At 8am, the day after we returned, I went for a blood test and had my results at 10:30am. I was hoping for my number to be 1408 (based on the doubling of the original 22 beta result) and it was 3598! They said I should come in for an ultrasound this week, my 5th week.

My appointment is in three days and I have to say I am utterly freaked. My breast pain has diminished significantly and I am nervous that when I go on 5weeks 5 days for the ultrasound, it will be too early to see the heartbeat and I will be a wreck until they test again next week.

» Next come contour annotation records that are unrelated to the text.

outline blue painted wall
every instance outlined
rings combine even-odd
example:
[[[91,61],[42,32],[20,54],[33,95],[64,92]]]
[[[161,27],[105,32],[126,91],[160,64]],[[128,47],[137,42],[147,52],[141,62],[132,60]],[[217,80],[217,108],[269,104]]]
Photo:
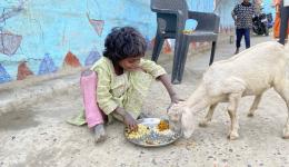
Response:
[[[216,10],[220,13],[223,26],[232,24],[229,13],[233,3],[227,0]],[[215,10],[213,0],[188,0],[188,4],[197,11]],[[104,22],[101,33],[94,30],[89,18]],[[190,26],[193,24],[196,23]],[[0,35],[7,40],[4,45],[10,50],[17,49],[10,55],[0,53],[0,65],[12,79],[16,79],[18,65],[22,60],[28,61],[28,67],[34,73],[38,73],[41,60],[50,60],[47,56],[51,57],[53,66],[61,68],[68,51],[74,53],[81,65],[84,65],[91,50],[102,52],[103,40],[116,26],[136,27],[151,40],[156,31],[156,16],[150,11],[150,1],[0,0]],[[12,35],[13,40],[20,36],[19,47],[9,45],[11,39],[9,41],[7,35]]]

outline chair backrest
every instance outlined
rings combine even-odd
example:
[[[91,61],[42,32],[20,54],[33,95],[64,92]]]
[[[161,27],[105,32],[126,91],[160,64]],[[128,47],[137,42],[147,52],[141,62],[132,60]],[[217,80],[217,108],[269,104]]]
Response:
[[[157,12],[158,29],[161,31],[176,32],[177,27],[185,28],[188,18],[186,0],[151,0],[150,7]],[[177,17],[179,17],[179,22]]]

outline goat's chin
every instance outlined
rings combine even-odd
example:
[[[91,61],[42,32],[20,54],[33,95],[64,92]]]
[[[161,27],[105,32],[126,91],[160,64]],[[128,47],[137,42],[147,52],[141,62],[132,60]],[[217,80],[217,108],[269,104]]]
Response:
[[[193,129],[183,130],[182,134],[183,134],[183,137],[185,137],[186,139],[188,139],[188,138],[190,138],[190,137],[192,136]]]

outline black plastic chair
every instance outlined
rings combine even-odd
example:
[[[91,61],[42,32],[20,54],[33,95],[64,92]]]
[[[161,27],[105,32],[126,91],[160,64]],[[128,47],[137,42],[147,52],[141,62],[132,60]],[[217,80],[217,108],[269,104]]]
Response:
[[[210,62],[213,62],[220,18],[216,13],[189,11],[186,0],[151,0],[151,10],[157,12],[157,35],[152,60],[157,61],[165,39],[176,39],[171,82],[180,84],[190,42],[211,41]],[[197,20],[192,33],[183,33],[186,21]]]

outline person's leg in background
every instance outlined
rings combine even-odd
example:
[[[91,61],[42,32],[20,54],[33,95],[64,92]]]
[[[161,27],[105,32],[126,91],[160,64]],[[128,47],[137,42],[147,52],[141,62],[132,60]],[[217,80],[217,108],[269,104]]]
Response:
[[[245,43],[246,43],[246,49],[250,48],[250,29],[243,29],[243,36],[245,36]]]
[[[288,29],[288,20],[289,20],[289,7],[283,7],[281,4],[281,24],[280,24],[280,40],[281,45],[285,45],[285,39],[287,38],[287,29]]]
[[[236,36],[237,36],[237,39],[236,39],[236,52],[235,55],[239,53],[239,49],[241,47],[241,40],[242,40],[242,29],[236,29]]]

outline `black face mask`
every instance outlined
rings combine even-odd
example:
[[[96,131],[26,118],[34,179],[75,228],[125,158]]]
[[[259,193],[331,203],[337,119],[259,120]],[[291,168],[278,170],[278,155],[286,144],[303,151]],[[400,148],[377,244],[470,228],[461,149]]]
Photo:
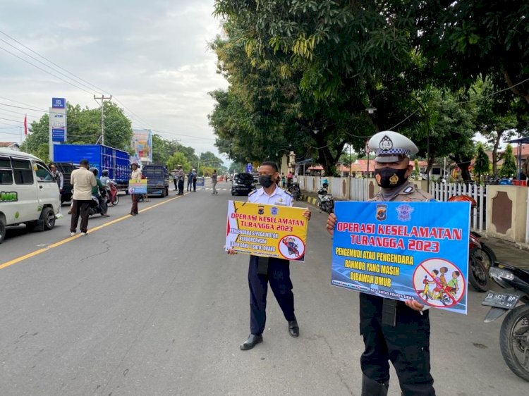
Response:
[[[407,168],[393,169],[389,166],[375,170],[375,178],[382,188],[395,188],[402,185],[408,180],[406,177]]]
[[[259,184],[264,188],[270,187],[274,184],[274,180],[272,180],[272,175],[261,175],[259,176]]]

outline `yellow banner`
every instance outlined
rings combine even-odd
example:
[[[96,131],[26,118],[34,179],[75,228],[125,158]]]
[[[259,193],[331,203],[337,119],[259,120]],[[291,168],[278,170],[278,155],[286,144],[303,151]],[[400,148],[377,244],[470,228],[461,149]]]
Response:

So to date, my only symptoms are fleeting breast pain, finger nails grown at crazy rate, I wake up hungry in the middle of the night (could be jet lag) and a bit of dizziness when I get out of bed.

I know, I know, be careful what you wish for.

After 8 and a bit of history

After 8 positive home pregnancy tests and two betas at the doctor's office, it is starting to set in. I am pregnant! No small feat. I firmly believe it takes the precision of a rocket scientist to get pregnant.

Actually, my problem hasn't been so much getting pregnant, it is staying pregnant. I have had 2 miscarriages. We (my team consisting of my OB, fertility doctor, mom, reflexologist, and best friend) think that the reason I m/c'd was because of a giant fibroid that was living rent-free on my uterus.

It was discovered during an ultrasound in my second pregnancy. My OB ran a ton of tests (blood work, HSG, MRI, Ultrasounds) to rule out anything else before operating. Everything came back negative. She then started consulting with a fertility doctor who was actual present in the operating room.

After surgery, a full year after my first miscarriage, I met directly with the Fertility Doctor. We also confirmed that I had luteal phase defect (something I knew in my heart of hearts I had but my OB wouldn't treat with supplements). My second month trying after surgery, I started taking progesterone supplements 2dpo. The plan was to continue until a BFN or if pregnant, continue through the first trimester.

So let me back up. In April, when the mutant fibroid, as I affectionately call it, was discovered, my doctor said I wouldn't be able to try to conceive until 6 months after surgery. It was a huge blow. My husband and I decided that we would plan our last hurrah as a lone couple and go to Italy for 10 days. We wanted to do something we couldn't do with a baby, and truly, I needed something to get me through the next nine months of waiting to try again.

2 days after my surgery in July, the fertility doctor stopped by on her rounds and said I could try in 6 weeks! It was the only happy surprise this whole process brought me.

The first month I was certain I would be pregnant and spent way too much time daydreaming about telling my husband the big news on his bday. And of course, that didn't happen. On to the next month.

The day before we were to leave for Italy, my baby diversion trip, I was 9dpo. I decided I could take a Dollar Tree test since it is only a dollar. I took it and seriously thought I would go blind trying to see a line, but I kind of sort of saw something. Luckily for the Dollar Tree tests you have to pee in a cup. I decided to use the holy grail of HPTs, First Response, Early Result. Now this was quite tricky as I had already packed them in my suitcase and my husband was sleeping in the dark. I started lugging the suitcase into the bathroom, waking him up, so I could ravage through the bag to get my test. I waited the full three minutes and another line, that in just the right light, you could kind of sort of see. It was so faint, I told Greg, "I might be pregnant but I don't know".

I waited a couple hours, used another FRER and it was definitively positive, though as faint as faint could be. The best thing about the fertility doctor is you can get same day blood results. I went to the office and couple hours later, heard I was pregnant and my beta was 22 at 9dpo.

My conceptionmoon officially turned into a babymoon!